If the scientists fall short, maybe we can ask the artists. When we do, we find that their answers provide fewer concrete answers, but they provide a welcome poetical vagueness. Vague because in the end these artistic minds give no more surety than neuroscience’s “ideas come from all over the brain.” Welcome because their answers provide a metaphorical framework that feels relatable. And poetical because, well, you be the judge.

“[The idea pool is] the pool where we all go down to drink, to swim, to catch a little fish from the edge of the shore; it’s also the pool where some hardy souls go out in their flimsy wooden boats after the big ones. It is the pool of life, the cup of imagination, and … different people see different versions of it, but with two things ever in common: it’s always about a mile deep in the Fairy Forest, and it’s always sad. Because imagination isn’t the only thing this place is about.”

– Stephen King, Lisey’s Story

Startled by God
Not like
A lone beautiful bird
These poems now rise in great white flocks
Against my mind’s vast hills
Startled by God
Breaking a branch
When his feet
Touches
Earth
Near
Me

– Hafiz

King’s and Hafiz’s otherworldy-sounding descriptions of where ideas come from, however, lodge sideways in a scientist’s mind. And being one, I get that. But consider a few spooky coincidences in the fields of scientific discovery: The 17th-century simultaneous and independent formulation of calculus by Isaac Newton, Gottfried Wilhelm Leibniz and others; the 18th-century discovery of oxygen by Carl Wilhelm Scheele, Joseph Priestley, Antoine Lavoisier and others; the theory of evolution of species, independently advanced in the 19th century by Charles Darwin and Alfred Russel Wallace. This coincident invention and discovery is so commonplace that it has been studied under a term called Multiple Discovery.
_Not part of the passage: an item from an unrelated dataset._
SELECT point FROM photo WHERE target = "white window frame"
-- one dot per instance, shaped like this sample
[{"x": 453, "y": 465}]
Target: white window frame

And consider Eat, Pray, Love author Elizabeth Gilbert’s story in Big Magic: Creative Living Beyond Fear about an idea she had. Gilbert had an idea about a midwestern pharmaceutical executive that goes to the Amazon searching for a drug, but gets tangled in a murder. Gilbert was sketching out the plot but eventually didn’t see it through. A few months later, she was talking to her friend, the author Anne Patchett, who told her she was working on a book about–wait for it–a midwestern pharmaceutical executive that goes to the Amazon searching for a drug and who gets tangled in a murder. When the authors compared notes, Patchett got her inspiration for her State of Wonder at the precise moment when Gilbert gave up on her own idea.

The Gilbert-Patchett story reminded interviewer and author Krista Tippett of Roseanne Cash’s description of how ideas are around us ready to be caught, but “you have to have your catcher’s mitt on.” As Cash went on to playfully say, “I don’t want [fellow country music singer] Lucinda [Williams] to get this one.”

All this leaves the title question unanswered. And given science’s failure to uncover where ideas come from, and the discoverer’s own poetic answers, that gives some comfort: Maybe human creativity is a body of water whose depths we cannot fathom.


Closing such an exploration on an IP note may seem out of place, but this blog has a theme, and there may be some on-point advice to give. The multiple discovery phenomenon is well-known and documented. Why it happens is anyone’s guess but that it happens is beyond doubt. From an IP attorney perspective, the takeaway is: File now. Protect your ideas before Lucinda does.